If $W$ is a set of words in the alphabet $\mathfrak A$, then $M(W)$ (Perkins construction) denotes the Rees quotient of free monoid ${\mathfrak A}^*$ over the ideal consisting of all words that are not subwords of words in $W$. A similar construction $S(W)$ for semigroups is attributed to Dilworth. The syntactic monoid $M_{synt} (W)$ is the quotient of $\mathfrak A^*$ over the syntactic congruence $\sim_W$ (the largest congruence for which $W$ is a union of congruence classes). We generalize Dilworth-Perkins construction and syntactic monoids $M_{synt} (W)$ (resp. semigroups $S_{synt} (W)$) into $M_\tau(W)$ (resp. $S_\tau (W)$) construction, where $\tau$ is a congruence on $\mathfrak A^*$ and $W \subseteq \mathfrak A^+$ is a union of $\tau$-classes.

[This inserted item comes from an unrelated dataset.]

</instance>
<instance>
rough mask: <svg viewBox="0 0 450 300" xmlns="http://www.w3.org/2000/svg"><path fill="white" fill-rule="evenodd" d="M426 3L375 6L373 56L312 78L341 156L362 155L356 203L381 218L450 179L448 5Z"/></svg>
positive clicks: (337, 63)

A variety of algebras is called finitely based (FB) if it has a finite basis of its identities. A minimal non-finitely based variety is called limit.

The first two explicit examples of limit varieties of monoids were found by Jackson in 2005. These varieties are generated by $M (\{abtasb, atbsab\})$ and $M \{(atbasb\})$. In 2019, Zhang and Luo found the third limit variety. Shortly after that, Gusev found a new pair of limit varieties $\mathbb J$ and the dual of $\mathbb J$. We noticed that $\mathbb J$ is generated by $M_{\lambda} ([atbasb]_\lambda)$ or by the syntactic monoid $M_{synt} ([atbasb]_\lambda)$, where $[atbasb]_\lambda = \{atb a^m s b^n \mid m, n \ge 1\}$ is a congruence class of certain congruence $\lambda$. Together with Sergey Gusev we identified monoid of the form $M_\tau(W)$ which generates Zhang-Luo limit variety. It happens that this set of words $W$ contains $ab^2ta$ and $atb^2a$. These two words instructed Sergey and me on where to find five more limit varieties of monoids.

In this talk we use $M_\tau(W)$ construction to explain why Zhang-Luo variety is limit and to define five new limit varieties. We also identify syntactic monoids which are equationally equivalent to some finite monoids with interesting new properties discovered by Jackson and Lee (2015), Gusev and Vernikov (2017) and Gusev, Li and Zhang (2021).